Lenalidomide can be effective in treatment of MDS, particularly in patients with isolated 5q deletion, as well as in patients with 5q− with other karyotypic abnormalities (List et. al. NEJM355, 1456; 2006). However, there is little data for secondary MDS. We report two patients with chemotherapy-induced MDS with 5q−, both treated with lenalidomide, one of whom responded. Case 1: An 81-year-old female with multiple myeloma who had been treated with melphalan and prednisone developed worsening anemia despite continued biochemical remission of her myeloma. Three years after melphalan treatment, a bone marrow revealed MDS with only 2% plasma cells. Cytogenetics showed: 46, XX, del(5)(q13q33), del(14)(q1?3), add(22)(q13)[1]/46, sl, del(20)(q13.1) [9]/47, sdl1, +8[10]. The patient was transfusion dependent despite treatment with EPO. She was treated with lenalidomide 10 mg daily and began responding after eight weeks of therapy. Her anemia improved, and she became transfusion independent until her death 6 months later from infection.
Figure 1. HCT before and after lenalidomide treatment (patient 1) Figure 1. HCT before and after lenalidomide treatment (patient 1)

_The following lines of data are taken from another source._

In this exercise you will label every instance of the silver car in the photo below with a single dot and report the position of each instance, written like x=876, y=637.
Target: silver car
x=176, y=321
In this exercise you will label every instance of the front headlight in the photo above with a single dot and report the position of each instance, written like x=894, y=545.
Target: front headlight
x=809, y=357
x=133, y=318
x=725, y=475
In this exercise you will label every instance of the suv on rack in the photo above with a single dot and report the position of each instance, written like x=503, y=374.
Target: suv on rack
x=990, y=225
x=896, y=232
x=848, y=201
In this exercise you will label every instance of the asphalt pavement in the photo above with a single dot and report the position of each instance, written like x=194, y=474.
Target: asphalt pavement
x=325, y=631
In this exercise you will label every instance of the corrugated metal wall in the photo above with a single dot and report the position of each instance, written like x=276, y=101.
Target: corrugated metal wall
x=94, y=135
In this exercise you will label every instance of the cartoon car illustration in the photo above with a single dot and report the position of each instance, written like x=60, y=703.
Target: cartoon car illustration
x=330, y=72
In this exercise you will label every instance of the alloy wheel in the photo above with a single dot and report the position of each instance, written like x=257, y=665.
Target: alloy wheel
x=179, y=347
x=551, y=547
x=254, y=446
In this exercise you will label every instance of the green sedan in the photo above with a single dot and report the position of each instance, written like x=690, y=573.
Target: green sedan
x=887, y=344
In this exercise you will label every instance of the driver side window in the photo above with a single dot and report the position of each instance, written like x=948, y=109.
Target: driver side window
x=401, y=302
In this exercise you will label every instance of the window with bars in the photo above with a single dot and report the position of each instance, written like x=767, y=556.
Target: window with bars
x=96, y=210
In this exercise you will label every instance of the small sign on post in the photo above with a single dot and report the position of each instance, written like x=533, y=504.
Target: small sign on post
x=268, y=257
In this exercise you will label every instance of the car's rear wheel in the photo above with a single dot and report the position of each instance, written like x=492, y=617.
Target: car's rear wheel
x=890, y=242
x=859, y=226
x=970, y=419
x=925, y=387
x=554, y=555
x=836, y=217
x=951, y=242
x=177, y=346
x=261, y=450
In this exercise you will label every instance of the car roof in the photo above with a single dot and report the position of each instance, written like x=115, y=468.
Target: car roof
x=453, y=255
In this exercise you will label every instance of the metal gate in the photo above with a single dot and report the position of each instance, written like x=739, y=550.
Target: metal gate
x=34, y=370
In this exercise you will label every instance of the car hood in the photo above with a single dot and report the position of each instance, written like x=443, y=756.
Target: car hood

Case 2: A 54-year-old male developed MDS after multiple therapies for low grade non-Hodgkins lymphoma, including rituximab, ibritumomab tiuxetan, chlorambucil, and CHOP. While in remission for lymphoma, he developed pancytopenia. A bone marrow revealed no lymphoma, but demonstrated evidence of MDS. Cytogenetics showed: 46, XY, del (5)(q13q33) [3]/44, idem, −7, add(19)(q13), −21[3]/46, XY [14]. The patient was transfusion dependent. He was treated with lenalidomide 10mg daily, demonstrating no significant benefit after 10 weeks. We report that one of our two patients with secondary MDS and 5q− responded to lenalidomide with a resolution of her transfusion requirement. Two prior cases of improvement in secondary MDS with 5q− after lenalidomide treatment have been reported (Melchert et. al. Leukemia21: 1576–78, 2007). Lenalidomide is active in some cases of secondary MDS with 5q−. Further studies are needed to better define the activity of lenalidomide in secondary MDS with and without 5q−.